Study Overview and Methodology
The systematic review, registered with PROSPERO (CRD42023468063), incorporated data from five databases, targeting both antiplatelets and anticoagulants in the context of cervical artery dissection. The analysis included 11 studies—comprising two randomized trials and nine observational studies—encompassing a total of 5039 patients. Specifically, 30% (1512) of these patients received anticoagulation therapy, while 70% (3527) were treated with antiplatelets. The meta-analyses evaluated the efficacy regarding ischemic stroke prevention and safety concerning major hemorrhage, symptomatic intracranial hemorrhage, and mortality, using relative risk metrics.
Key Findings
The results indicated that anticoagulation therapy significantly lowered the risk of ischemic stroke (relative risk, 0.63 [95% CI, 0.43 to 0.94]; P=0.02; I2=0%) compared to antiplatelet therapy. However, this benefit came with an increased risk of major bleeding (relative risk, 2.25 [95% CI, 1.07 to 4.72]; P=0.03, I2=0%). The risks of death and symptomatic intracranial hemorrhage were found to be comparable between the two treatments. Notably, the effect sizes were more pronounced in randomized trials, suggesting stronger evidence in these controlled settings.
User-Usable Inferences
– Anticoagulation therapy is more effective in reducing ischemic stroke risk in patients with cervical artery dissection.
– Patients undergoing anticoagulation therapy face a higher risk of major bleeding compared to those on antiplatelet therapy.
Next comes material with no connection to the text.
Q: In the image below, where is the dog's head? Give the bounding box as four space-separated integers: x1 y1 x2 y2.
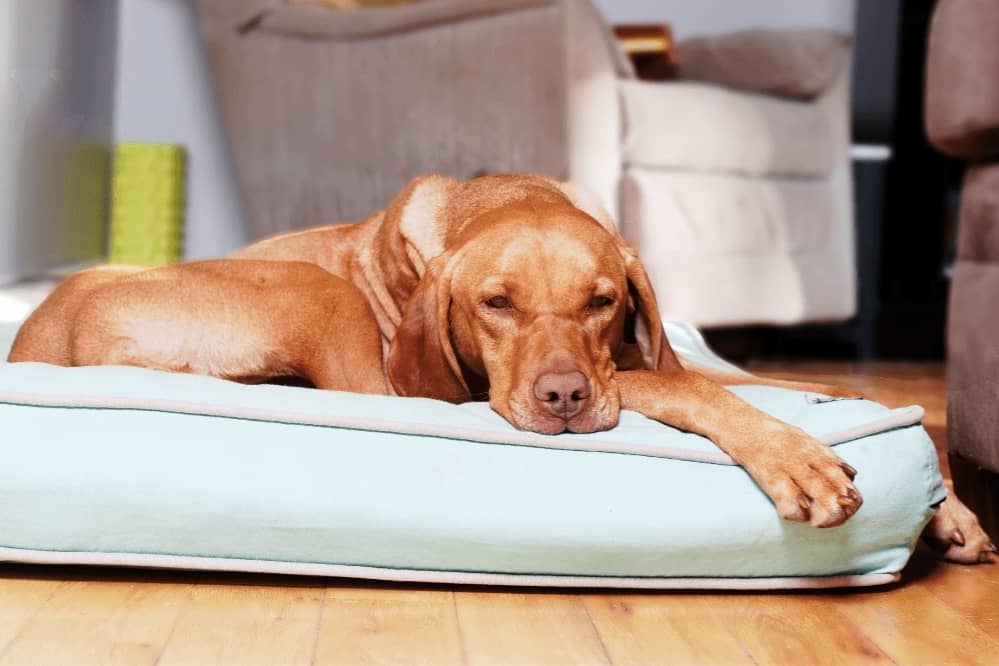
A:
388 176 676 434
– Both antiplatelet and anticoagulant therapies present similar risks of death and symptomatic intracranial hemorrhage.
– There is a need for large, randomized clinical trials to determine the optimal antithrombotic strategy for cervical artery dissection management.
The study underscores the necessity for individualized therapeutic approaches, weighing the net clinical benefits of ischemic stroke reduction against the bleeding risks. Given the limitations in data regarding dual antiplatelet therapy or direct oral anticoagulants, further research is essential to refine treatment protocols.
Original Article: Stroke. 2024 Jun 7. doi: 10.1161/STROKEAHA.124.047310. Online ahead of print.